Playing Doctor




Initial Visit?

Thursday, March 23

The Great Valerio

The HIV gosling improved at first, but for the past four days his white blood cell count’s been dropping and he’s now neutropenic.

His breathing’s slowly worsened also. A blood gas today finds he’s developed a methemoglobinemia. This is certainly from the trimethoprim/sulfamethoxazole we’re using to treat his Pneumocystis pneumonia. I suspect it’s also causing his neutropenia. Unfortunately, it’s one of the few drugs that will treat his infection. There’s a few other drugs I can try, but when I see his X-ray, I’m less enthusiastic.

His X-ray looks like shit. I suspect his initial improvement was from the steroids and not the antibiotics. Pneumocystis, if you’ll recall, kills about 20% of people who get it. If you change antibiotics because of their side effects, it doesn’t change survival rates. But if you change them because of a treatment failure, his odds of dying increase to somewhere between 75 and 100%. And his X-ray looks like a treatment failure.


Explaining things are looking bad without removing hope is, as far as I can tell, an impossible tightrope act. Each family has their own length of despair, their own thickness of denial, and you have no idea what kind of rope you’re dealing with until you’ve lost your balance.

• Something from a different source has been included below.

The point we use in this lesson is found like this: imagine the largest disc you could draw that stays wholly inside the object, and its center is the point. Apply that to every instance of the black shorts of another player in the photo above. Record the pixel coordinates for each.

‘You’re always giving me such fucking horrible news,’ the gosling says to me, angrily, ‘can’t you even give me one good thi—’ but he’s coughing too badly to finish his sentence.

‘Your kidneys are doing okay,’ I offer.

‘Oh, well, that’s something,’ one of the younger geese says, ‘isn’t it?’

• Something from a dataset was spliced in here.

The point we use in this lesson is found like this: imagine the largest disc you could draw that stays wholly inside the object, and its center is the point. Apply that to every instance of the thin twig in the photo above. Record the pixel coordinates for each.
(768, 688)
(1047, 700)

She’s ignored by the others, who are, in their usual manner, trying to stare me down.

‘I think we need to discuss what you’d want done if things continue to get worse,’ I say.

‘No, Doctor, we don’t,’ says one of the older geese, I think it’s the one named Sheri, ‘because what’s making him sick is your pessimistic attitude. My brother’s going to get better and just because one drug didn’t work doesn’t mean that the next one won’t.’

I don’t say anything for a moment. I don't want a rapid back and forth. I allow silence to serve as a pressure valve to dissipate some of her anger.

‘I hope you’re right and he responds,’ I say, slowly, ‘but if—god forbid—he doesn’t, I don’t want you to have to make decisions in the heat of the moment. I’d like you to be able to talk about things.’

‘Doctor,’ another of the geese says, in a way that John Grisham would probably describe as steely, ‘he’s going to get better.’

I run a quick algorithm of the different possible conversations that could follow from this point. None of them lead to a good outcome. Sheri and the other geese are too powerless. Unable to hate God, I have become their enemy. They need a small victory, so I acquiesce and give them some control over the situation: I ask them if it’s okay to start the new antibiotic. I spell the name so they can look it up on the internet later. They give me permission to start it.


At the nurses’ station, I’m calling the ID fellow and asking her to see the patient, while trying to figure out how I can salvage some therapeutic relationship with this family.

I continue to think about their flightless form into the late afternoon when I run into the ID fellow. She tells me she was thrown out of the room entirely and the geese were refusing to let her come back.

2 Comments:

3/24/2006
Blogger Erik writes:

I didn't consider it jargon, but apparently there is some confusion about the fellow.

A fellow is one who is doing a fellowship, it does not refer to their gender.

The infectious disease fellow is a woman.

 


3/24/2006
Blogger dan writes:

Not to disregard the serious gravity of this post, but I am going to steal that John Grisham line every chance I get.